Ah yes. The effect is the same; skin becomes lighter and using red filter it even lighter :smile:
 
I'd first point out that Adox Rodinal and R09 One-Shot are effectively the same -- the formulae probably have detail differences, but both are based on Rodinal as evolved before Agfa stopped production. They should produce effectively identical results: poor shadow detail and coarse grain.

D-76 is pretty much default for everything B&W, and I have no experience with the Arista liquid, but I'd suggest D-76 stock is probably the best choice among those you have on hand.

Rodinal(s) loses speed and tends to accentuate grain (and as others have noted, Foma 400 isn't a fine grain film by modern standards). I'll disagree on speed; I've used Foma 400 (under its Arista .EDU Ultra rebranding) for years, always shoot it at box speed, and am happy with the negatives I get. My own preference at present is Xtol replenished stock -- I'm into the last liter of replenisher from a 5L batch I mixed last fall -- but the differences between Xtol stock and D-76 stock are quite subtle.
 
Have a look at Gregg Davis' test of Foma 400. Quite enlightening I thought. I think he sticks to one developer for all his tests for comparison purposes and I think it is D76 but as ID11 is the same then if you like what you see in D76, ID11 should give you the same.

pentaxuser
 
Have a look at Gregg Davis' test of Foma 400.

In case you're not aware, that's YouTube channel "The Naked Photographer" -- lots of good stuff there.
 
This film is native ISO 200-250 or so in most developers, according to Foma's own datasheet. It is nice for portraits of caucasian people, because the red sensitvity tends to paper over any red imperfections in skin tones. IMO it's a nice film in 120 and not that nice in 35mm because of the grain. I have shot nearly 100 feet of it in 35mm so I know.

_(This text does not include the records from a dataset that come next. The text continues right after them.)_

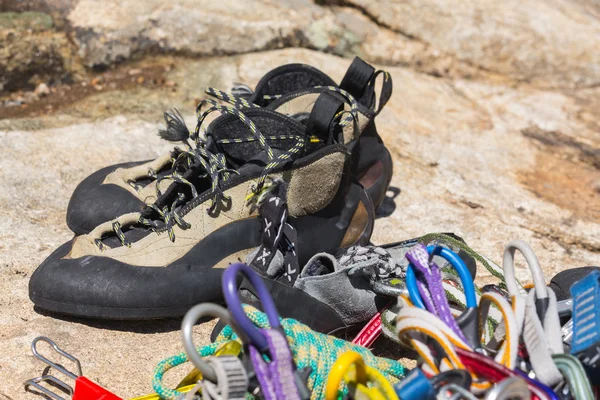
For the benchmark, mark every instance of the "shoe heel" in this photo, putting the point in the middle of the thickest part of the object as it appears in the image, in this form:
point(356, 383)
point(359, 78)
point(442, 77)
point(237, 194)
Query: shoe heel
point(361, 225)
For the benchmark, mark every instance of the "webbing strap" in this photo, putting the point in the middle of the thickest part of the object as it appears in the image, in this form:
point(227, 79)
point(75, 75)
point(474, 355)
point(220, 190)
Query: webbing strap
point(323, 114)
point(357, 78)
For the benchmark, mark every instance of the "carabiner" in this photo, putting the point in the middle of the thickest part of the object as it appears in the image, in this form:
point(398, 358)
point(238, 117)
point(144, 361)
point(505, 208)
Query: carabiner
point(358, 378)
point(63, 353)
point(459, 377)
point(575, 375)
point(489, 369)
point(232, 298)
point(452, 391)
point(508, 263)
point(509, 389)
point(187, 326)
point(467, 321)
point(35, 382)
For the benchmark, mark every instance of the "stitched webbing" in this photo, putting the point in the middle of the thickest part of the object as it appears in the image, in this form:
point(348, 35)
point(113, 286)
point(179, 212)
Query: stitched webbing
point(309, 349)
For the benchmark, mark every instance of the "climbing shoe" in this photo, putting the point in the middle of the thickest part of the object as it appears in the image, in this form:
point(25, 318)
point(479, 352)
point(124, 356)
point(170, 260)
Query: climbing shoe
point(159, 262)
point(291, 89)
point(338, 294)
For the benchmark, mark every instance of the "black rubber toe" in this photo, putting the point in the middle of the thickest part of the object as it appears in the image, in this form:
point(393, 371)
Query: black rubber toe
point(93, 203)
point(100, 287)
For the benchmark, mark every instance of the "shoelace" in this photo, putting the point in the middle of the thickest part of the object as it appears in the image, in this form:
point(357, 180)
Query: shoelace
point(215, 164)
point(388, 265)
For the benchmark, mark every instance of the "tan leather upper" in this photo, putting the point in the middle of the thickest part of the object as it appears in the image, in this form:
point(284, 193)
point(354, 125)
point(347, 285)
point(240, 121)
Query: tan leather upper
point(310, 189)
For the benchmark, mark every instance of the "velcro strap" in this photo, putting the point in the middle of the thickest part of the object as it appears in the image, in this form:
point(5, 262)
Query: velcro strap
point(357, 78)
point(324, 111)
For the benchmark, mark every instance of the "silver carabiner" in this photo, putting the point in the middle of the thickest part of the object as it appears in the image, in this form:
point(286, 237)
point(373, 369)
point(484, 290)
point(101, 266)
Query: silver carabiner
point(452, 391)
point(54, 365)
point(509, 389)
point(35, 382)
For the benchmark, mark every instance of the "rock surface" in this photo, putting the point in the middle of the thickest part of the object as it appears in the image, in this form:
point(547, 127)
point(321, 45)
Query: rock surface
point(488, 162)
point(493, 126)
point(550, 44)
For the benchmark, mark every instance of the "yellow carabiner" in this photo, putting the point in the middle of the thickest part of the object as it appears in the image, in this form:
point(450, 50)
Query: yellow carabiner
point(231, 348)
point(351, 368)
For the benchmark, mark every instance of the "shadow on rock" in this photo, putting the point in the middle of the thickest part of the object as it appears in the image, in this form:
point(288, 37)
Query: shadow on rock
point(388, 205)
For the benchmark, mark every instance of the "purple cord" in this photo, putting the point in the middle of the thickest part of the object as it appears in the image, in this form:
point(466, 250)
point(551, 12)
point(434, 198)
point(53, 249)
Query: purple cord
point(276, 378)
point(232, 298)
point(429, 282)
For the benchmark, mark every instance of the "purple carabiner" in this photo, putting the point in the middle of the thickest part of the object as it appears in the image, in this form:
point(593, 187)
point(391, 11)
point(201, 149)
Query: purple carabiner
point(232, 298)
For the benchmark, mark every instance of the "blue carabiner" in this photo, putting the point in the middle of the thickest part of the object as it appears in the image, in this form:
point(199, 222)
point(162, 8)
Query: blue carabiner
point(232, 298)
point(468, 320)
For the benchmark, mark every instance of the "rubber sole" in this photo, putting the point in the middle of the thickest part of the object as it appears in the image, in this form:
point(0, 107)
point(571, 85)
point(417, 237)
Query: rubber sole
point(124, 313)
point(377, 177)
point(312, 312)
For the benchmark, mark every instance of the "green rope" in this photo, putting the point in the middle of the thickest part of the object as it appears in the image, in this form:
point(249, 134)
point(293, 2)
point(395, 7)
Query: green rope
point(309, 349)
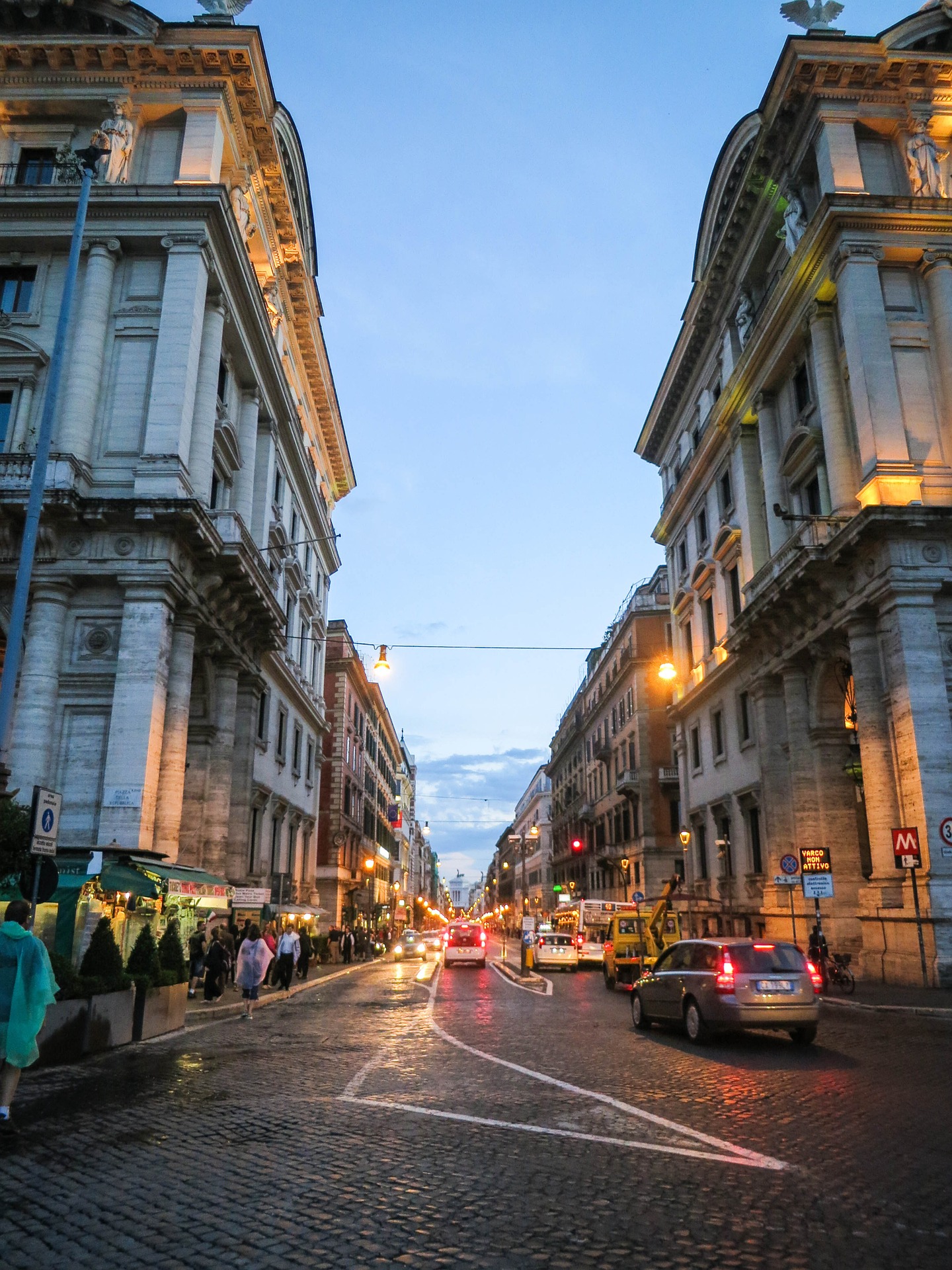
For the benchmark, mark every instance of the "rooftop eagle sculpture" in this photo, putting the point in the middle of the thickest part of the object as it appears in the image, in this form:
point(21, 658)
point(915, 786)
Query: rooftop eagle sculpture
point(814, 17)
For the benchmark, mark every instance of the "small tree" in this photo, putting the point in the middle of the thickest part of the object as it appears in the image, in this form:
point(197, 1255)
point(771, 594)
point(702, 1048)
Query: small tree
point(172, 955)
point(143, 963)
point(103, 960)
point(15, 837)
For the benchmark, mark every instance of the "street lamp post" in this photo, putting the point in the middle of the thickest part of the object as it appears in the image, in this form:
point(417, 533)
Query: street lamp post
point(89, 159)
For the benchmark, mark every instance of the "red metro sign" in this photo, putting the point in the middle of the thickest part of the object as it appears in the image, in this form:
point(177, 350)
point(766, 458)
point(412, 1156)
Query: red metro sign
point(905, 849)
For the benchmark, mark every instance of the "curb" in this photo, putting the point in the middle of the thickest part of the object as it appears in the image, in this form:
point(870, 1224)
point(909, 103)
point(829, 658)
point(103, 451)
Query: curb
point(941, 1013)
point(532, 982)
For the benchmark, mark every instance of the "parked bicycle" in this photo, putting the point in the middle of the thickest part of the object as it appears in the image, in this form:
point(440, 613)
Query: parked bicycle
point(838, 973)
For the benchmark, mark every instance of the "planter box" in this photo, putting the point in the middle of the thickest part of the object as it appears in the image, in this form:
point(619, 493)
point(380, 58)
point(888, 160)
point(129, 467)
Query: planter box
point(63, 1033)
point(159, 1010)
point(110, 1021)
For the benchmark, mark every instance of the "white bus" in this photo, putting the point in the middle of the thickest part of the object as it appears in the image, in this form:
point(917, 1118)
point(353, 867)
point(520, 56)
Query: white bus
point(587, 921)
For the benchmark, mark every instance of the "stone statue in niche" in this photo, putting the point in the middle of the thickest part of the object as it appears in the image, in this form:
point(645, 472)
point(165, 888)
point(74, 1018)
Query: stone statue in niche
point(793, 222)
point(744, 318)
point(924, 158)
point(118, 134)
point(241, 207)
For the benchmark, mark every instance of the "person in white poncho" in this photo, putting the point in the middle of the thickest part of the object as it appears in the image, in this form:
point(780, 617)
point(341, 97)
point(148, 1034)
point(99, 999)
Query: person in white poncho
point(254, 959)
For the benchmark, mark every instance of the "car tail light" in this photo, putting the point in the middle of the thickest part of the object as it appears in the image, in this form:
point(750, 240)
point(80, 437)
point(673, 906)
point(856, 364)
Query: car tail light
point(725, 976)
point(815, 978)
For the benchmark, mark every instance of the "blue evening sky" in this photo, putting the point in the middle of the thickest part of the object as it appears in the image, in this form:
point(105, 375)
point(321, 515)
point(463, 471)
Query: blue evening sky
point(507, 196)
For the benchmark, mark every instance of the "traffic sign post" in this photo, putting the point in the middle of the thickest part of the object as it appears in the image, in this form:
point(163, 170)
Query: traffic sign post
point(816, 870)
point(790, 876)
point(906, 854)
point(44, 832)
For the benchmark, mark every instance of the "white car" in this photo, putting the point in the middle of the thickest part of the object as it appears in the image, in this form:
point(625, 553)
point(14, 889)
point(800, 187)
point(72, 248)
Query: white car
point(466, 941)
point(555, 951)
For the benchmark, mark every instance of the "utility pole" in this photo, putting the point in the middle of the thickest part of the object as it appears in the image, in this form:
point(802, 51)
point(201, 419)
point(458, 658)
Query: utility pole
point(89, 159)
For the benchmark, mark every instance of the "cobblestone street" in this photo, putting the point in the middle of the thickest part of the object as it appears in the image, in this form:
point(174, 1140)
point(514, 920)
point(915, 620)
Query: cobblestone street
point(349, 1128)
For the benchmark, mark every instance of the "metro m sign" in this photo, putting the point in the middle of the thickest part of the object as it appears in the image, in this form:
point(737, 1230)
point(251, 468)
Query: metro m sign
point(905, 849)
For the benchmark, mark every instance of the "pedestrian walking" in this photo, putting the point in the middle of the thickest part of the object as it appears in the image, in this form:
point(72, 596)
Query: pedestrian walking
point(196, 958)
point(253, 963)
point(306, 954)
point(216, 967)
point(27, 987)
point(288, 952)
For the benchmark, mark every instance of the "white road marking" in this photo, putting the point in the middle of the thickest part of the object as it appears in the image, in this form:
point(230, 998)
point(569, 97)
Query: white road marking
point(750, 1160)
point(522, 986)
point(739, 1154)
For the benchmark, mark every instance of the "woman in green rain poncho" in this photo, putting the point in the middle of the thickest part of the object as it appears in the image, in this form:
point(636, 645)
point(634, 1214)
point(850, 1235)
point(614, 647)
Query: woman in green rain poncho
point(27, 987)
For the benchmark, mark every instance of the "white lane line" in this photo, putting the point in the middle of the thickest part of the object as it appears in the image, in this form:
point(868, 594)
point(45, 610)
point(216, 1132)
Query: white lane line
point(724, 1158)
point(672, 1126)
point(522, 986)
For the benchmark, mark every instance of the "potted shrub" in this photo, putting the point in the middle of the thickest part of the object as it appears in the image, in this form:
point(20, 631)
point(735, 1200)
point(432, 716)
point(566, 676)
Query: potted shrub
point(113, 999)
point(161, 984)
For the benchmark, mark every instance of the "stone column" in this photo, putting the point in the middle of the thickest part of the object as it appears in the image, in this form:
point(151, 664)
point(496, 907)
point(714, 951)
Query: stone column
point(873, 374)
point(136, 726)
point(172, 771)
point(248, 444)
point(842, 472)
point(24, 407)
point(768, 436)
point(32, 759)
point(218, 808)
point(173, 398)
point(753, 497)
point(938, 280)
point(875, 745)
point(206, 411)
point(84, 379)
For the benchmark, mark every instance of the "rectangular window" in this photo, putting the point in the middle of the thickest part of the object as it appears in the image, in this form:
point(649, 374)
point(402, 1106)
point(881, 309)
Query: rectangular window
point(707, 610)
point(701, 835)
point(5, 413)
point(801, 388)
point(744, 712)
point(717, 733)
point(756, 855)
point(17, 290)
point(727, 492)
point(734, 587)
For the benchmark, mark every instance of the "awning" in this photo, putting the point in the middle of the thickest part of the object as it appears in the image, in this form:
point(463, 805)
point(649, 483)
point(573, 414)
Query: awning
point(125, 878)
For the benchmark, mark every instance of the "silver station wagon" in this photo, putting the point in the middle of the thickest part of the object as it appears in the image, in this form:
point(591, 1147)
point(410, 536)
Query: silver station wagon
point(719, 984)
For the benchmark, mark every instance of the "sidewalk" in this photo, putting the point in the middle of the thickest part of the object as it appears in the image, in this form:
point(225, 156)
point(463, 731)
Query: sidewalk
point(894, 999)
point(231, 1003)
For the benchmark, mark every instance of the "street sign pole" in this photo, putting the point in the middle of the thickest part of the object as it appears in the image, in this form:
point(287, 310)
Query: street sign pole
point(920, 929)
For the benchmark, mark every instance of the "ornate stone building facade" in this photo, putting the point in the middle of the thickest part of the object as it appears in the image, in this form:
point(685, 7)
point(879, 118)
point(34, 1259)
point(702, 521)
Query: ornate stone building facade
point(804, 433)
point(172, 686)
point(615, 789)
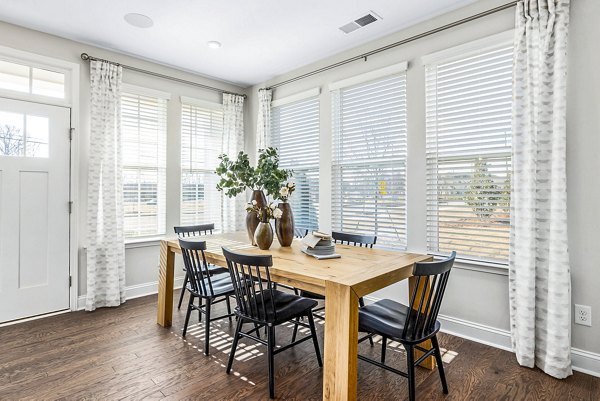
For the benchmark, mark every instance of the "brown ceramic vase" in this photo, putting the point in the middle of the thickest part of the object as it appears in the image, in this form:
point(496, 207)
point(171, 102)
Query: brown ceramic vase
point(284, 226)
point(252, 219)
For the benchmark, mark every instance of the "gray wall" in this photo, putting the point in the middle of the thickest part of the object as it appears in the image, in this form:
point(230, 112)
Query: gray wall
point(141, 259)
point(479, 294)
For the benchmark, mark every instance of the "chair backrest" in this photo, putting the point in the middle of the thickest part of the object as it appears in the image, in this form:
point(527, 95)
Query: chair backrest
point(195, 263)
point(300, 232)
point(435, 275)
point(354, 239)
point(254, 290)
point(192, 231)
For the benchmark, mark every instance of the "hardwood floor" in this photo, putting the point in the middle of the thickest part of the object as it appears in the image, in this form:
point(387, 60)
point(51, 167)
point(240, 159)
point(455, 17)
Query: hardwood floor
point(122, 353)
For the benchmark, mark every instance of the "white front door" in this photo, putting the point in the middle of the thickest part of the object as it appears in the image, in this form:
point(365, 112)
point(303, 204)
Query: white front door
point(34, 209)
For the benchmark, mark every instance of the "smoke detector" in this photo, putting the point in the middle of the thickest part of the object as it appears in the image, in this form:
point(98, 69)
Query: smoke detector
point(360, 22)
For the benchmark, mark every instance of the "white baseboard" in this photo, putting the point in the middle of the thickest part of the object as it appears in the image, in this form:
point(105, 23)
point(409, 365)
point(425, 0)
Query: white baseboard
point(136, 291)
point(582, 361)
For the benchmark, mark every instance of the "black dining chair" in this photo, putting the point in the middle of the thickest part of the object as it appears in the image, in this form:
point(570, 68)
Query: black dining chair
point(204, 285)
point(359, 240)
point(193, 231)
point(413, 324)
point(259, 303)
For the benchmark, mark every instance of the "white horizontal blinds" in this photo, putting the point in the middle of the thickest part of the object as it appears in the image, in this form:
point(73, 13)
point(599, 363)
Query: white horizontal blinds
point(144, 136)
point(201, 143)
point(295, 132)
point(468, 106)
point(369, 160)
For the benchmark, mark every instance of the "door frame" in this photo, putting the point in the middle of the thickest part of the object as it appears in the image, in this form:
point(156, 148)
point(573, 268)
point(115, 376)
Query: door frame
point(71, 101)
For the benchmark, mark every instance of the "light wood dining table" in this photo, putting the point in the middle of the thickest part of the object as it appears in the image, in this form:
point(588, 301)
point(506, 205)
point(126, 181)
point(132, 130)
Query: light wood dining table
point(360, 271)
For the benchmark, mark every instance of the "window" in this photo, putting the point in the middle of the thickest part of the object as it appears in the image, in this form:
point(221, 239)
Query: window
point(24, 135)
point(201, 143)
point(468, 106)
point(144, 136)
point(369, 159)
point(36, 81)
point(295, 132)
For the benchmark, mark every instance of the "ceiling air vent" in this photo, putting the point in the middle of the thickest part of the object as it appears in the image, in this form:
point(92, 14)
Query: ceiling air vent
point(360, 22)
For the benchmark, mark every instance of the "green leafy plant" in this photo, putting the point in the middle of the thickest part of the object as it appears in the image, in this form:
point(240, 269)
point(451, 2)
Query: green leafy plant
point(238, 175)
point(270, 176)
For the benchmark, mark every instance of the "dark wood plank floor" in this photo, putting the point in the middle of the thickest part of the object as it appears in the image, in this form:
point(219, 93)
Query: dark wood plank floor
point(121, 353)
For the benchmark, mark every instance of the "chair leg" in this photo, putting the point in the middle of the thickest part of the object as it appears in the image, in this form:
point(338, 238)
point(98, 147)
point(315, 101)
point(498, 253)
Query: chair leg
point(383, 349)
point(228, 307)
point(438, 359)
point(270, 349)
point(207, 326)
point(410, 359)
point(257, 330)
point(185, 282)
point(199, 311)
point(361, 303)
point(313, 332)
point(187, 314)
point(236, 336)
point(295, 330)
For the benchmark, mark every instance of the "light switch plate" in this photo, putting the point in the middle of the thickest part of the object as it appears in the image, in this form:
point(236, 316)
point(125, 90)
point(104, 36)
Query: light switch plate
point(583, 315)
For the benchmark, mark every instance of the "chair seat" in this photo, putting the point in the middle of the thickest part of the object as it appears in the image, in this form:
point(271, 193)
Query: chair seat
point(312, 295)
point(214, 269)
point(287, 306)
point(221, 285)
point(387, 318)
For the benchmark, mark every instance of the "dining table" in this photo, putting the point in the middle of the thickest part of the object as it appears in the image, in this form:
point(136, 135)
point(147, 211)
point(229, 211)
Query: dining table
point(343, 281)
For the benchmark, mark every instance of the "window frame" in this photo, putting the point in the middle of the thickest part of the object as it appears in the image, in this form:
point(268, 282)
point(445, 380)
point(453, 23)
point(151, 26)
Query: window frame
point(294, 100)
point(161, 171)
point(399, 69)
point(43, 63)
point(210, 107)
point(456, 53)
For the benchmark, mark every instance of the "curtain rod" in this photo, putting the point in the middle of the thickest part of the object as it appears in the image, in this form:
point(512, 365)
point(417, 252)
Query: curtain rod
point(87, 57)
point(396, 44)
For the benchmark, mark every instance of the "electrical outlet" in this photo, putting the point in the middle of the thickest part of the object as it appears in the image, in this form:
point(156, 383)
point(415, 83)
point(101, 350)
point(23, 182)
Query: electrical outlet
point(583, 315)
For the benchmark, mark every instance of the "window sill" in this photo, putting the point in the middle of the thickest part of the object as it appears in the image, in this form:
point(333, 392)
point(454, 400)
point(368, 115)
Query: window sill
point(482, 267)
point(143, 242)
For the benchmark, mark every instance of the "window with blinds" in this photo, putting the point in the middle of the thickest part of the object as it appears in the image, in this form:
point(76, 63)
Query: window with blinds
point(369, 160)
point(201, 143)
point(468, 106)
point(295, 132)
point(144, 136)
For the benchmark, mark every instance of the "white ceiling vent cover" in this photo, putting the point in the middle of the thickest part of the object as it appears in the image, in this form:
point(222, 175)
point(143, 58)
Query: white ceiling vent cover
point(360, 22)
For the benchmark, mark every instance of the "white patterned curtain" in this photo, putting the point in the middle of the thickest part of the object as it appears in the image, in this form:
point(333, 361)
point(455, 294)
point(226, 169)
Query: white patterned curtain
point(539, 273)
point(105, 249)
point(263, 122)
point(233, 142)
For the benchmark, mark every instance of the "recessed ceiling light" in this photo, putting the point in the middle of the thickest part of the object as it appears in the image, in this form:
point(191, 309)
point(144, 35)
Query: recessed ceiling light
point(139, 20)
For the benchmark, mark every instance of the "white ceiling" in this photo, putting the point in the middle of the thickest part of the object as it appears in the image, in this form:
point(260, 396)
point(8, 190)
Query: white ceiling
point(261, 38)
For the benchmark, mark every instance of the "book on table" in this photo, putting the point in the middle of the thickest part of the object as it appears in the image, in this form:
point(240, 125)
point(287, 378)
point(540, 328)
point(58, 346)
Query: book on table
point(319, 245)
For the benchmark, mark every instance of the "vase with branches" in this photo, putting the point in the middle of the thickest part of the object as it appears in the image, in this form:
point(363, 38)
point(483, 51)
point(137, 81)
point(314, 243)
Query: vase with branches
point(236, 176)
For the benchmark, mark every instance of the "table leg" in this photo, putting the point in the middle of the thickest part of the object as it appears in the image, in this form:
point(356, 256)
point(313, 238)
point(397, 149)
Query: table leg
point(165, 285)
point(428, 363)
point(341, 342)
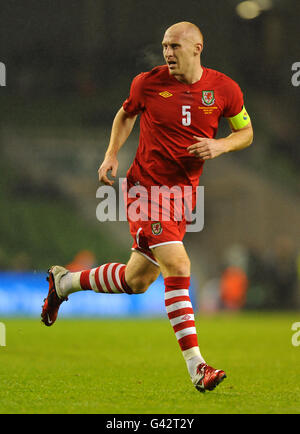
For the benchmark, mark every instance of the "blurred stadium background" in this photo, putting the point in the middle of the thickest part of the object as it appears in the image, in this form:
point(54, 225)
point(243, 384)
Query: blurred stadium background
point(69, 66)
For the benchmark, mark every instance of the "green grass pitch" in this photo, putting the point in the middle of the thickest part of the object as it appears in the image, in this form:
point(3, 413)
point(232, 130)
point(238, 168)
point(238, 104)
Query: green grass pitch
point(135, 366)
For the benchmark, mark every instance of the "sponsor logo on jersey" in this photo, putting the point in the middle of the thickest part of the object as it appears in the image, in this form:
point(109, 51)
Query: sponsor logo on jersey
point(156, 228)
point(165, 94)
point(208, 97)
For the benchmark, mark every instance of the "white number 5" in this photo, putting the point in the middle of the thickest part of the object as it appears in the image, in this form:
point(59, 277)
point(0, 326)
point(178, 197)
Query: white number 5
point(186, 115)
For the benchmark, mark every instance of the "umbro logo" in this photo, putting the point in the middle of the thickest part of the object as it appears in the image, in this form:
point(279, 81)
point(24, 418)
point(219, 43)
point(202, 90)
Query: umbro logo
point(165, 94)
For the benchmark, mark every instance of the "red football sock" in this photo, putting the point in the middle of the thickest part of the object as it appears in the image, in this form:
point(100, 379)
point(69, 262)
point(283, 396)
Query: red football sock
point(181, 315)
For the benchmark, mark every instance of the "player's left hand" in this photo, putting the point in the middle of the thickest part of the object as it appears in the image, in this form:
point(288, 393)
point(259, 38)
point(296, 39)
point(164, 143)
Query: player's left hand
point(205, 148)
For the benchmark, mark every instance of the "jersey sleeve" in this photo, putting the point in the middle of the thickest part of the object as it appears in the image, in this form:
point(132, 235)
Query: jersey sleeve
point(135, 103)
point(233, 99)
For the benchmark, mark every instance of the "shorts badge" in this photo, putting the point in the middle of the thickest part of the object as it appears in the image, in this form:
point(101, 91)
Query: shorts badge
point(156, 228)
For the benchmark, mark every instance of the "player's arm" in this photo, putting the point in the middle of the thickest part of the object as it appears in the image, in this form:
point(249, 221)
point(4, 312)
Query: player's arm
point(240, 138)
point(122, 126)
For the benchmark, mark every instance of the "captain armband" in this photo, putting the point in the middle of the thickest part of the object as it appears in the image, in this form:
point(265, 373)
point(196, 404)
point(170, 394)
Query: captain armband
point(239, 121)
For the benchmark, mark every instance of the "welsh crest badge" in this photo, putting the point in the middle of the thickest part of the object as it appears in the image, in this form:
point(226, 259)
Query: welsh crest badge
point(208, 97)
point(156, 228)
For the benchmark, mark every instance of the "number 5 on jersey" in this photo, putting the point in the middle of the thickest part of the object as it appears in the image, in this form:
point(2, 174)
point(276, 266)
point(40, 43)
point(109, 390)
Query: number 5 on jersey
point(186, 115)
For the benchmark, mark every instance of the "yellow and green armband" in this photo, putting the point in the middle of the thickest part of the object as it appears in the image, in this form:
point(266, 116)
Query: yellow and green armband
point(240, 120)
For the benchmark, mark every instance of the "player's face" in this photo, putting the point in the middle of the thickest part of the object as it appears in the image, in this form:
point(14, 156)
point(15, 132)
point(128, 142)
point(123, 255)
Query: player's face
point(179, 53)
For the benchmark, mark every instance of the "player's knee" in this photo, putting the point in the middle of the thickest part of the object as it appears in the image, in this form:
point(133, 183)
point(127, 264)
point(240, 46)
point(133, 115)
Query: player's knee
point(179, 267)
point(140, 284)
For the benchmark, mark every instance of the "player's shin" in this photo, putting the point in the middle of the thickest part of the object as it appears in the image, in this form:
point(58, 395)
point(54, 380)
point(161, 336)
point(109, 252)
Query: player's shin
point(181, 315)
point(108, 278)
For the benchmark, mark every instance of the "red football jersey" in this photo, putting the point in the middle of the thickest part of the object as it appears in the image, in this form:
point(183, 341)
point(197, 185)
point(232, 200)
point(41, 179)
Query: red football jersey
point(171, 114)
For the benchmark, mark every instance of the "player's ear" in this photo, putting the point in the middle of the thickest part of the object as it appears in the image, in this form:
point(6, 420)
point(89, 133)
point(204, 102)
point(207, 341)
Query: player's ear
point(198, 48)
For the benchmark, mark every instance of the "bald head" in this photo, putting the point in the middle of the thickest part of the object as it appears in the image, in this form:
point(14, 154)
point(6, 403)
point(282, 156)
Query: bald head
point(182, 47)
point(186, 30)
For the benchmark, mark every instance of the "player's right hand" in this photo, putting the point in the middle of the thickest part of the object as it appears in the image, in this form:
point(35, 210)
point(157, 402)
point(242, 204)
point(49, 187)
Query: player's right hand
point(109, 164)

As for developers, I would say it looks best in highly solvent developers like D-76 or XTOL stock solutions. If you are into mixing your own stuff, I have also had good luck in PC-Glycol with 5g/L carbonate and 1g/L potassium bromide. The ascorbic acid helps control the grain

This is with a Kiev-4a, Jupiter-8M lens, Fomapan 400 at 200 in PC-Glycol as described above.

50589624781_2aab0308f3_h.jpg
 
I went through a bulk roll of Ultra 400 (rebranded Foma) back in 2005-2006 time frame, and I've got another in the loader in my darkroom right now (need to remember to load up some cassettes, thanks for the reminder). I've processed it in D-23, HC-110, Parodinal (yep, grainy), and Xtol. When I get through this bulk roll, I'll get another, and I try never to run out of it in 120 (and usually have a partial box of 4x5).
 
I'm also going to recommend not Rodinal. Looks awful, even in 120 IMO. I like it in XTOL, but that's not on your list. I have some ID-11 lying around but not used it with Foma so can't comment about D76
 
Looking at the spectral sensitivity chart from Foma, this film seem to have extended red sensitivity, more than, say, HP5.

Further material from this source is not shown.